No Instituto Visual de Lumbini, com o prémio da Champalimaud, criou-se o Departamento de Investigação Champalimaud. Quem nos fala desse serviço é Sagar Rana, o presidente do instituto, e em nepalês. Como não está à vontade com o inglês, precisou de uma ajuda de Sailesh Mishra para a tradução. Sem se atrapalhar, auxilia-se também de outras formas de comunicação: tira o telemóvel para nos mostrar fotografias do departamento de investigação, que começou a funcionar no ano passado, e conta que já trabalham lá dez pessoas.

De óculos de sol e sempre a sorrir, faz questão de destacar: “Tem-se feito muito trabalho com as crianças com retinoblastomas [o cancro ocular mais comuns nas crianças, cuja incidência é mais elevada nos países em vias de desenvolvimento]. Há 40 crianças que estão a ser tratadas com a ajuda deste prémio.” E mostra a fotografia de uma criança com esse problema já num estado bastante avançado (e que pode impressionar). “Pode ser uma causa de morte, mas se for detectado a tempo pode ser tratado.”

Shyam Pokhrel também quer revelar o que foi feito com o prémio no Programa de Cuidados Visuais da Região Leste (EREC-P).

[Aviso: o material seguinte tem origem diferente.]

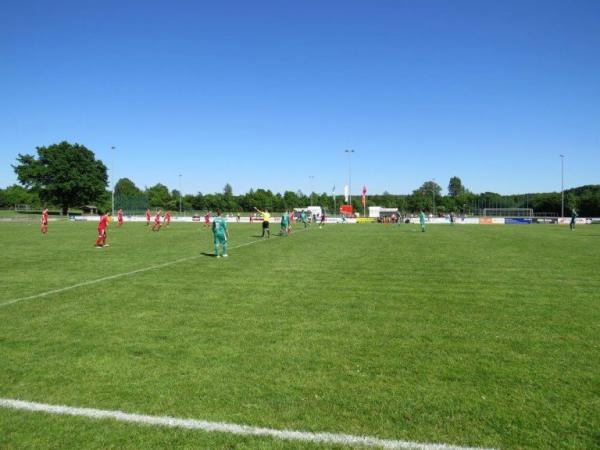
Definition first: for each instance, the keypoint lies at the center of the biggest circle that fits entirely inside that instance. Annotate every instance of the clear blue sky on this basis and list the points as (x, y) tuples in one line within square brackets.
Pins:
[(267, 93)]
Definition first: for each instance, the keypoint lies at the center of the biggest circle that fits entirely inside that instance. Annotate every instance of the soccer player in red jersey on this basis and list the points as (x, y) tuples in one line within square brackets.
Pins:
[(101, 241), (156, 226), (44, 227)]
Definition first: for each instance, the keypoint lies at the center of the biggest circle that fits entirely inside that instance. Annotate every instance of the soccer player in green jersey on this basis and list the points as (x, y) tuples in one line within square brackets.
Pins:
[(221, 234), (285, 224), (422, 221), (266, 222)]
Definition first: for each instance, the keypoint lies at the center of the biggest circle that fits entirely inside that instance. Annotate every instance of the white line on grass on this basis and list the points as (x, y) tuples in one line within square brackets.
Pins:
[(119, 275), (221, 427)]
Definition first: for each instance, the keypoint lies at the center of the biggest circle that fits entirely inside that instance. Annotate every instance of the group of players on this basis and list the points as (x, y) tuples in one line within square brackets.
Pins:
[(219, 226)]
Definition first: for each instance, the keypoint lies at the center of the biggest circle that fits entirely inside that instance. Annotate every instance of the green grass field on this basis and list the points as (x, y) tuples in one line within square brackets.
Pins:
[(465, 335)]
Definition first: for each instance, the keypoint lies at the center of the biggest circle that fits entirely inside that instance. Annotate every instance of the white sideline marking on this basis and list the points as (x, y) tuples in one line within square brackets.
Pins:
[(222, 427), (120, 275)]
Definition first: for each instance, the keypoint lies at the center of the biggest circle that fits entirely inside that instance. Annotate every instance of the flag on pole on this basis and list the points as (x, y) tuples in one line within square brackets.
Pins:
[(364, 197)]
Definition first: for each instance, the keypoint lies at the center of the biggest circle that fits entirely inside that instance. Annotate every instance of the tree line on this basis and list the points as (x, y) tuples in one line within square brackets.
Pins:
[(67, 176)]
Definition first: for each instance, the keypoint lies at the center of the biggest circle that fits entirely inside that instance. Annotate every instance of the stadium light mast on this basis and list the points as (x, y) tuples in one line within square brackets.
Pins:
[(112, 173), (180, 193), (349, 152), (562, 186), (433, 195)]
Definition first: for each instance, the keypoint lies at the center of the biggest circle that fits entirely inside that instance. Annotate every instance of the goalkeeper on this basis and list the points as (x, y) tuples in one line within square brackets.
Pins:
[(285, 224), (303, 218), (266, 219), (220, 233)]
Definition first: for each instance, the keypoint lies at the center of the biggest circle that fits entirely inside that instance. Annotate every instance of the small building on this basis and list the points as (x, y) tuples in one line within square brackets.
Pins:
[(377, 212)]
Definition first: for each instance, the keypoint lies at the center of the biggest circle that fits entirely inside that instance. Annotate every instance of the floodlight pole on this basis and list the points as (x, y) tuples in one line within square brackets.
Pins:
[(112, 172), (334, 206), (349, 152), (433, 194), (562, 186), (180, 193)]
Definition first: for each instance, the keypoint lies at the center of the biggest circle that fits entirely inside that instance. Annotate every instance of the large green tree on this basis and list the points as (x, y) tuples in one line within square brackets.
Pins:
[(63, 174), (159, 196), (455, 187), (126, 187)]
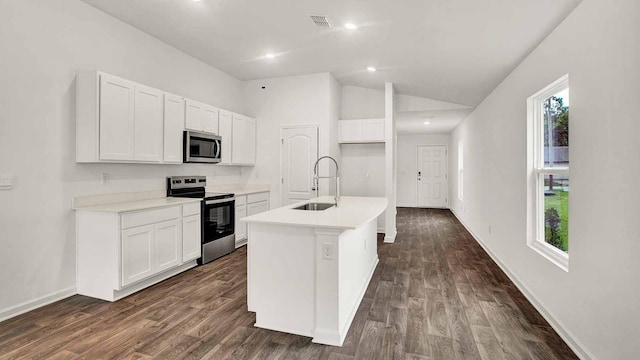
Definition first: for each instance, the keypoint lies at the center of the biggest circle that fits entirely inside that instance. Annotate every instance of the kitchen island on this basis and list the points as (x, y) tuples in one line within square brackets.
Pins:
[(308, 270)]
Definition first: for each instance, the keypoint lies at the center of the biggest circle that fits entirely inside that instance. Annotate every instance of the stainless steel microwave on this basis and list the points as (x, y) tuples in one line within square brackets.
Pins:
[(201, 147)]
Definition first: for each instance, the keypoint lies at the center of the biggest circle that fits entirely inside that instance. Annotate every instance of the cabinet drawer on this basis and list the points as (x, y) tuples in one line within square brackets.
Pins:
[(252, 198), (150, 216), (241, 200), (191, 209)]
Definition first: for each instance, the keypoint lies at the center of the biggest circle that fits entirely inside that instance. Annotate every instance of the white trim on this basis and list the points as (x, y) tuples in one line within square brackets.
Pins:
[(448, 182), (294, 126), (578, 348), (536, 172), (461, 170), (390, 237), (41, 301)]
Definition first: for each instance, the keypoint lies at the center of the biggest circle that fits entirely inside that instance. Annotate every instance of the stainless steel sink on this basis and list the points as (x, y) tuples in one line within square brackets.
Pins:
[(314, 206)]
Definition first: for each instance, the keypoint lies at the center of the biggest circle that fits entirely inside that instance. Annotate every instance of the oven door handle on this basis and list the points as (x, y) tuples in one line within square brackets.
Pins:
[(211, 202)]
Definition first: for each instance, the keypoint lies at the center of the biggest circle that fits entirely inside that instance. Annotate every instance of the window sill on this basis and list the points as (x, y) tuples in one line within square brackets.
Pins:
[(556, 256)]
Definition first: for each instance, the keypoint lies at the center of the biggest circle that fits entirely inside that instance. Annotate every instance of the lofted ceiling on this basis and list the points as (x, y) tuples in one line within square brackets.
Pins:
[(450, 50)]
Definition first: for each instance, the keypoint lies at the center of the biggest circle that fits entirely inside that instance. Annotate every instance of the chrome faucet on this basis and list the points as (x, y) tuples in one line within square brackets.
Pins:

O presidente do EREC-P também precisa da tradução de Sailesh Mishra para contar tudo o que se fez por lá: “O prémio foi usado para criarmos o primeiro serviço de patologia ocular do Nepal.” Com o financiamento, adquiriram equipamentos da área da microbiologia, bioquímica ou da hematologia e começaram um curso para oftalmologistas.

“Há ainda muito a fazer”, assume Sailesh Mishra. Actualmente, ainda é difícil chegar a certas áreas remotas das montanhas e há grandes dificuldades em áreas planas ligadas à pobreza, migração para a Índia ou à falta de acesso à informação. Para o futuro, além do centro de excelência, a NNJS quer criar 350 novos centros de atendimento no Nepal e reduzir a prevalência da cegueira.